September 09, 2005|By Jacques Kelly | Jacques Kelly,SUN STAFF

Stephen K. Gavin, who wrote the "Man About Town" column for the old News American before editing at newspapers in San Francisco and Cherry Hill, N.J., died of a heart attack Monday at his home in Burlington, N.J. The former Mount Vernon resident was 68.

Born in Baltimore and raised in Parkville, Mr. Gavin was a 1955 graduate of Calvert Hall College High School and earned his bachelor's degree in English at Loyola College.

After working at The Catholic Review, he became a sports reporter on what was then The Baltimore News-Post. He was moved to its rewrite desk and, at age 24, began a five-day-a-week column in 1962.

Headed by a caricature sketch of its author, the column ran on the left side of the Hearst afternoon newspaper's city page and earned Mr. Gavin a wide readership.
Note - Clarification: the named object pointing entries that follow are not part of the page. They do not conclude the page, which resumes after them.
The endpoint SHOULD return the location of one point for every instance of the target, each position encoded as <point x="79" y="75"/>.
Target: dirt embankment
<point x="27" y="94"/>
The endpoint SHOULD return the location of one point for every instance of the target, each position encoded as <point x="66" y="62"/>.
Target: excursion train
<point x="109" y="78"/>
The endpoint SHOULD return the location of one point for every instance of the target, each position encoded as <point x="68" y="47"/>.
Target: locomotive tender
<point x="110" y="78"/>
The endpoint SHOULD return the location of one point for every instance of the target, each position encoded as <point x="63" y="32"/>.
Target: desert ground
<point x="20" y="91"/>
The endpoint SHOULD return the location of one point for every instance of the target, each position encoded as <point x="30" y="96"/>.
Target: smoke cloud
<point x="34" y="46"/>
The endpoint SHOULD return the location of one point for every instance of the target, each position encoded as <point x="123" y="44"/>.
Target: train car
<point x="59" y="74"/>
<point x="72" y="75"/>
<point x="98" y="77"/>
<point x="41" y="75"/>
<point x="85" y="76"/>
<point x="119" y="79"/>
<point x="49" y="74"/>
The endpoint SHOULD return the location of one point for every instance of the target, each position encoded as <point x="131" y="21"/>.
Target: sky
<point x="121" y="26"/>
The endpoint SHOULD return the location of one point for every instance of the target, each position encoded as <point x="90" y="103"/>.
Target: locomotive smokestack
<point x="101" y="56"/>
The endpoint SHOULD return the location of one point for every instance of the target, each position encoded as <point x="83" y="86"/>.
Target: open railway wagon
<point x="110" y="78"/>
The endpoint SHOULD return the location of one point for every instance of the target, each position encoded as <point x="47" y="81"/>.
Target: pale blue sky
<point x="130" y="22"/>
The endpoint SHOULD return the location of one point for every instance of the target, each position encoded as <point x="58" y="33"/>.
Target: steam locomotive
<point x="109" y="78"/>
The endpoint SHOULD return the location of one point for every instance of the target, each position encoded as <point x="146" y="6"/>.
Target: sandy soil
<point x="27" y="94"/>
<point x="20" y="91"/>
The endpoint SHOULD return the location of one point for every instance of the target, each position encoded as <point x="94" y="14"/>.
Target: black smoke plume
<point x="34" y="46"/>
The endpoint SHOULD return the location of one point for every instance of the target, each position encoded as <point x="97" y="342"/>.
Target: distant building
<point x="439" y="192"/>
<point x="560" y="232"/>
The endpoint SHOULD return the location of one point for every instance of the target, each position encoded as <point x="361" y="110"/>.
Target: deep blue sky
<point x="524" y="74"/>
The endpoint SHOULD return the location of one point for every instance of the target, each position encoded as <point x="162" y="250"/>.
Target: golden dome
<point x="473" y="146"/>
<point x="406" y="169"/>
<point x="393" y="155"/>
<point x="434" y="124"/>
"Steve had the soul of a poet and the instincts of a deadline reporter," said Sun columnist Michael Olesker, who worked alongside him there years ago. "When he wrote his column for the News American, he gave us Walter Winchell's old three-dot journalism without the cynical edge. He was the last man to chronicle the old downtown Baltimore night life, when it meant hanging out on The Block with Blaze Starr all night long, or at Cy Bloom's Place in the Alley.

"He was an aficionado of life, of everything from Broadway shows to baseball. In his time, he was by far the most widely read feature in any of the three daily newspapers in town."

Mr. Gavin's beat was the restaurant, night spot and celebrity scene. He interviewed performers at the old Ford's and Morris A. Mechanic theaters and Center Stage, often while sipping his signature drink, a Manhattan cocktail.

"He would sit at a stool in a niche at the bar of the Prime Rib," recalled Orem Wahl, a friend. "It was his office. Everybody in the place would stop by and bring him a story or an item. He then chose discriminately."

Mr. Gavin employed the phrases "deadline dash," "this merry land," "Tuesday Welding," "smatterofak," and to end the column, "Now look away, look away" or "Thasall."

In 1969, he left Baltimore and joined the San Francisco Chronicle as a city editor. He returned to the News American briefly in 1977 and stayed less than a year.

He then became city editor, columnist and editorial writer at the Courier-Post in Cherry Hill, N.J., where he retired in 2003.

No funeral is planned.

Survivors include his partner of 30 years, Ichan Ando; a brother, Gerald Gavin of Parkville; and two sisters, Patricia Gavin of Bel Air and Valerie Vogt of Lancaster, Pa.